Cosmology and Evolution in the Pān̄carātra Parama Saṃhitā
Parama Saṃhitā is an archetype of the Pān̄carātra literature. The “three gems” of Pān̄carātra are Sāttvata Saṃhitā, Pauṣkara Saṃhitā and Jayākhya Saṃhitā. They are perhaps the oldest surviving of the genre and are held in high esteem. Next in importance is the Ahirbudhnya Saṃhitā, which also happens to be the first ever Pān̄carātra text to be translated into English. And the fifth most important is the Parama Saṃhitā. This Parama Saṃhitā is included in many “lists of Pān̄carātra works” contained in the latter Pān̄carātra texts.
Parama Saṃhitā contains the famous Jitante Stotra, considered canonical by all Vaishnavas, including pūjya acharyas Madhva/Dvaita, Rāmanuja/Viṡiṣṭādvaita, Nimbārka/Bhēdābheda, etc. In fact, this stotra is so old that it is quoted in the Nārāyaṇīya of the Mahābhārata and even in the Ṛg-vidhāna 3.33.174ff an appendix to the Ṛg-vēda (search for “jitam.te”)! Ṡrī Yāmunācārya, the guru of Ṡrī Rāmānuja quotes Parama Saṃhitā 28.32-34 whereas Bhagavad Rāmānujācarya himself quotes Parama Saṃhitā 2.18-19, Sattvata Samh. 2.4 & 2.5 and Paushkara 38.293-294 & 38.306. Thus, this Saṃhitā is of great historicity and authenticity.

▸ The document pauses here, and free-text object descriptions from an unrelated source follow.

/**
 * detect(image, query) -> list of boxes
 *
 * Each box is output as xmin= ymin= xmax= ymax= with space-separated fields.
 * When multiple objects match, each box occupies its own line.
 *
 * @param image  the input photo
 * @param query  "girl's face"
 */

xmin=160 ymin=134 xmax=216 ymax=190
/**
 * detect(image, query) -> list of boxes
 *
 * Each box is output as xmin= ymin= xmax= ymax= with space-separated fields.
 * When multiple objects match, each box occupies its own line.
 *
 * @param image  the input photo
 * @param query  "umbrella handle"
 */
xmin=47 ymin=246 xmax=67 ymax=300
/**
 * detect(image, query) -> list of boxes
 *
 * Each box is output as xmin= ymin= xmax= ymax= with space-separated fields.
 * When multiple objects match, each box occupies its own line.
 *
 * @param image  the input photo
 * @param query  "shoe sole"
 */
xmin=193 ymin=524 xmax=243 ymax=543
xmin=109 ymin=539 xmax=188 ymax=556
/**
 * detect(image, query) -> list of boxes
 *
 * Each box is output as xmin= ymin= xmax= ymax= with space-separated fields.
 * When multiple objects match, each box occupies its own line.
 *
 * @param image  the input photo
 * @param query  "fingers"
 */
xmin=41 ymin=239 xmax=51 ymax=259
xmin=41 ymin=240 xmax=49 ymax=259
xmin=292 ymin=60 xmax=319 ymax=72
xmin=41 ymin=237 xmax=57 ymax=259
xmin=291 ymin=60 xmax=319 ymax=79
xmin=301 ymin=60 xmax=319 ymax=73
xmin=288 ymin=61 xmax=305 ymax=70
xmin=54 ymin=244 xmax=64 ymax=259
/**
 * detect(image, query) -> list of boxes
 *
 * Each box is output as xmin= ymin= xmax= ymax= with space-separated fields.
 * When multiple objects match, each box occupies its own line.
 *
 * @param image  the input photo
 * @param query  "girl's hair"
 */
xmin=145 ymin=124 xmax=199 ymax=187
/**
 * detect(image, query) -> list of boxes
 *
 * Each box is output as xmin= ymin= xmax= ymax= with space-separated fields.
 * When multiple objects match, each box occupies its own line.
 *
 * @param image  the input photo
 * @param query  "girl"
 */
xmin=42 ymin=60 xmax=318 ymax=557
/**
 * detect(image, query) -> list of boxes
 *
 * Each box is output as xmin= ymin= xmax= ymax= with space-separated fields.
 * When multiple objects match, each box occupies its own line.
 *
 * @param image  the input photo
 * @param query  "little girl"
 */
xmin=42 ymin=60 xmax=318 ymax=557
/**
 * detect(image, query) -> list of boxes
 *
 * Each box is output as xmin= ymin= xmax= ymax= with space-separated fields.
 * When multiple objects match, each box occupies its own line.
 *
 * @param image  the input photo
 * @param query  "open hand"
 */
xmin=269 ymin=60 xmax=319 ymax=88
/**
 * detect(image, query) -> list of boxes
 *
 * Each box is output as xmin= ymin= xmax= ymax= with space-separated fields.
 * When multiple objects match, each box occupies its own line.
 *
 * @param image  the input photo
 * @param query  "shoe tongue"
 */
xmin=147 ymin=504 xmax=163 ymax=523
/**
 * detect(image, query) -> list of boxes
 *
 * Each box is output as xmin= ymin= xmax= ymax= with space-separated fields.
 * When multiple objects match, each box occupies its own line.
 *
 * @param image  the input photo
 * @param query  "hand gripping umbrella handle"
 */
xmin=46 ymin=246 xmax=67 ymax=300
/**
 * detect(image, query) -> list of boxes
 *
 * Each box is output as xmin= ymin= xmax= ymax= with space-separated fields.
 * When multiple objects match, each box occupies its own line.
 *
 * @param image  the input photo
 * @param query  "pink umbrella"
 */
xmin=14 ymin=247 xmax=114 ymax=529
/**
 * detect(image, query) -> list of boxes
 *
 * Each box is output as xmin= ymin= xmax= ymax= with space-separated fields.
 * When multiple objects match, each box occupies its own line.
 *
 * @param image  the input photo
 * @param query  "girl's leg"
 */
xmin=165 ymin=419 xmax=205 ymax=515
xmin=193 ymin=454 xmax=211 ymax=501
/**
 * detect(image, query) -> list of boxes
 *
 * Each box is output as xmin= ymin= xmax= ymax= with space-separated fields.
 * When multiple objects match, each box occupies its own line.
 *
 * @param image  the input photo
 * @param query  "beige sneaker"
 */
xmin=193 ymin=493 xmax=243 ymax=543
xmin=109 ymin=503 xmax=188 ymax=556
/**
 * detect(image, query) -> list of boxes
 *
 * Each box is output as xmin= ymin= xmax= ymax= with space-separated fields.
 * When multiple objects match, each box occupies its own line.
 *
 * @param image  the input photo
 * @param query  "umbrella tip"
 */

Chapter 2 “Creation” of the work provides a cosmological and ontological view of creation. Its detail is captured in the picture below:
Arrows represent the direction of evolution. We start with the premise that there exist two distinct principles, “Paramātma” and “Prakṛti”. Much of it parallels the Sāṅkhya theory.
Prakṛti is described as the primary origin (pradhāna mūla) of all created things (bhava:s). It is also called by names such as Dravya (substance), Avyākṛta (un-formed, un-developed) and Vyakta (manifested, developed, evolved) (Ch 2.4). Some entities are not created (e.g. jīvātma, paramātma) and they are not in the scope of Prakṛti.

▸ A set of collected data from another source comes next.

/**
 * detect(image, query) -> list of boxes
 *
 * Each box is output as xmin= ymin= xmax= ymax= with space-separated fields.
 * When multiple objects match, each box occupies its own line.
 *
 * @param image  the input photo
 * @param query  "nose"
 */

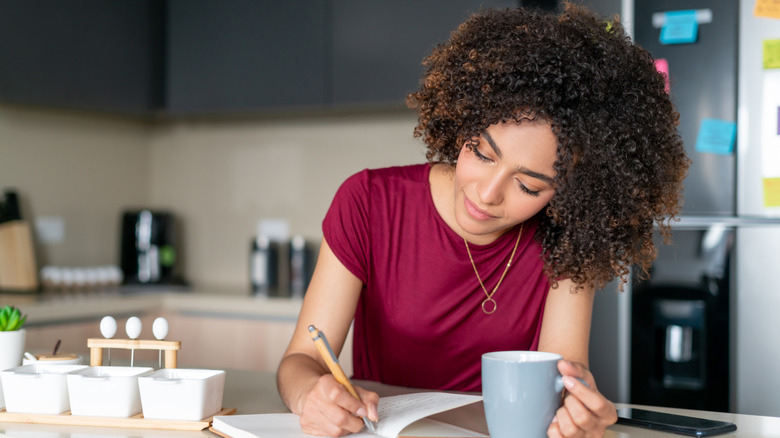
xmin=477 ymin=172 xmax=504 ymax=205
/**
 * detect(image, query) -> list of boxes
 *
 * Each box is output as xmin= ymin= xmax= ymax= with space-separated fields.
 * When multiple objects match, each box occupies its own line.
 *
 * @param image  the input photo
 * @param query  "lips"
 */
xmin=464 ymin=196 xmax=496 ymax=220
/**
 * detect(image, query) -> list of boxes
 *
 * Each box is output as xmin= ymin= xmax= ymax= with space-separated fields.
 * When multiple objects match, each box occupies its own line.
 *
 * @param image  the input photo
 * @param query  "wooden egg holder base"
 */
xmin=0 ymin=337 xmax=236 ymax=431
xmin=87 ymin=337 xmax=181 ymax=368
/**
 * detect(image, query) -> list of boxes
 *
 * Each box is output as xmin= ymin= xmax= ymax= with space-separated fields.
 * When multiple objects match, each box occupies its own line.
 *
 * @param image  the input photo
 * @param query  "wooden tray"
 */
xmin=0 ymin=407 xmax=236 ymax=431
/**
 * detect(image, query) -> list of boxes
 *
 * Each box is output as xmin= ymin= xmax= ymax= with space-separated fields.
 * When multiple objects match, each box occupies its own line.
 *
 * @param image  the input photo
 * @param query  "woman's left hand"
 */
xmin=547 ymin=360 xmax=617 ymax=438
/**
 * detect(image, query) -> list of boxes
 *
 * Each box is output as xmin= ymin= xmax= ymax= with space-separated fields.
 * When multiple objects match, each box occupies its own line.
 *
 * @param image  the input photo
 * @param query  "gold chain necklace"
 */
xmin=464 ymin=223 xmax=524 ymax=315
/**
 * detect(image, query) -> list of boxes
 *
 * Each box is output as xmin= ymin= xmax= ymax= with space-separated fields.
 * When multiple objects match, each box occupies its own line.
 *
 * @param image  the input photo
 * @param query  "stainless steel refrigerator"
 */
xmin=588 ymin=0 xmax=780 ymax=416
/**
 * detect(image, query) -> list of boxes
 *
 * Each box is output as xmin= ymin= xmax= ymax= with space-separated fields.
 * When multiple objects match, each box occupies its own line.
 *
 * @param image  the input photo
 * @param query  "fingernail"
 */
xmin=562 ymin=375 xmax=576 ymax=389
xmin=552 ymin=416 xmax=558 ymax=423
xmin=357 ymin=407 xmax=367 ymax=417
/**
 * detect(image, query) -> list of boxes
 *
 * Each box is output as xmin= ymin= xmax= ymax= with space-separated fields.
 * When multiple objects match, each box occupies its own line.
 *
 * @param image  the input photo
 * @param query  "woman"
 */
xmin=277 ymin=3 xmax=689 ymax=438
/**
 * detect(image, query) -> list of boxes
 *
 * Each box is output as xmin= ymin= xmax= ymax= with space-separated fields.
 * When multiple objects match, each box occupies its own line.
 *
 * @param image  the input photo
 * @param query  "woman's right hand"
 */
xmin=298 ymin=374 xmax=379 ymax=437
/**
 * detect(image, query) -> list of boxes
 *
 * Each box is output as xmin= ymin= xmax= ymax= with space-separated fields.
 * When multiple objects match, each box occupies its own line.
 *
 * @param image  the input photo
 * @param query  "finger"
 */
xmin=561 ymin=388 xmax=598 ymax=432
xmin=301 ymin=397 xmax=365 ymax=436
xmin=557 ymin=360 xmax=596 ymax=388
xmin=318 ymin=375 xmax=370 ymax=418
xmin=561 ymin=376 xmax=615 ymax=420
xmin=318 ymin=397 xmax=367 ymax=433
xmin=547 ymin=419 xmax=565 ymax=438
xmin=301 ymin=376 xmax=369 ymax=435
xmin=553 ymin=404 xmax=584 ymax=438
xmin=355 ymin=386 xmax=380 ymax=422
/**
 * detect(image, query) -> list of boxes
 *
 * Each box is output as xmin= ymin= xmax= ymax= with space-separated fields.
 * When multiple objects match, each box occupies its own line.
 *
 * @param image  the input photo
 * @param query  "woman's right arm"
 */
xmin=276 ymin=238 xmax=378 ymax=437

Prakṛti has four characteristics (Ch 2.28):
# It is inanimate (acētana) # It is immeasurable (parārdha) # It is ever-existing (nitya) # It is ever-chaning (satata-vikriyā)
Note that this means Prakṛti is not the divine consort Lakṣmī, because the former is inanimate where as the latter is not.
Prakṛti and Puruṣa – Viṣṭādvaita relation
The relation between Prakṛti and Puruṣa is universal pervasion (vāpti). The Paramātma pervades all of Prakṛti. Just as taste cannot be separated from water, the pervader cannot be separated from the object of pervasion. Thus, the pervader Puruṣa cannot be regarded as distinct from the pervaded Prakṛti. The two combined is different from either, and yet exist as if they were one (Ch 2.20-24). Bhagavad Rāmanuja calls this as “apṛthak-siddha” (inseparably distinct).
Since Prakṛti is inanimate, it cannot create otherwise (than by the direction of Puruṣa). Prakṛti manifests things by transforming causes (kāraṇa) into effects (kārya). When the effect ceases to exits, it is subsumed in the cause itself. As long as the world lasts, so long does Caturmukha-Brahma exists. When his life reaches its fulness, all creation comes does to an end. All created things reach back to their cause each its own, always (Ch 26.84, Ch 2.14). That is, “effect” is latent or hidden in the “cause” (pariṇāma-vāda).
All these causes (kāraṇa:s) get absorbed in Avyakta; this itself is absorbed by Paramātma (Ch 26.85).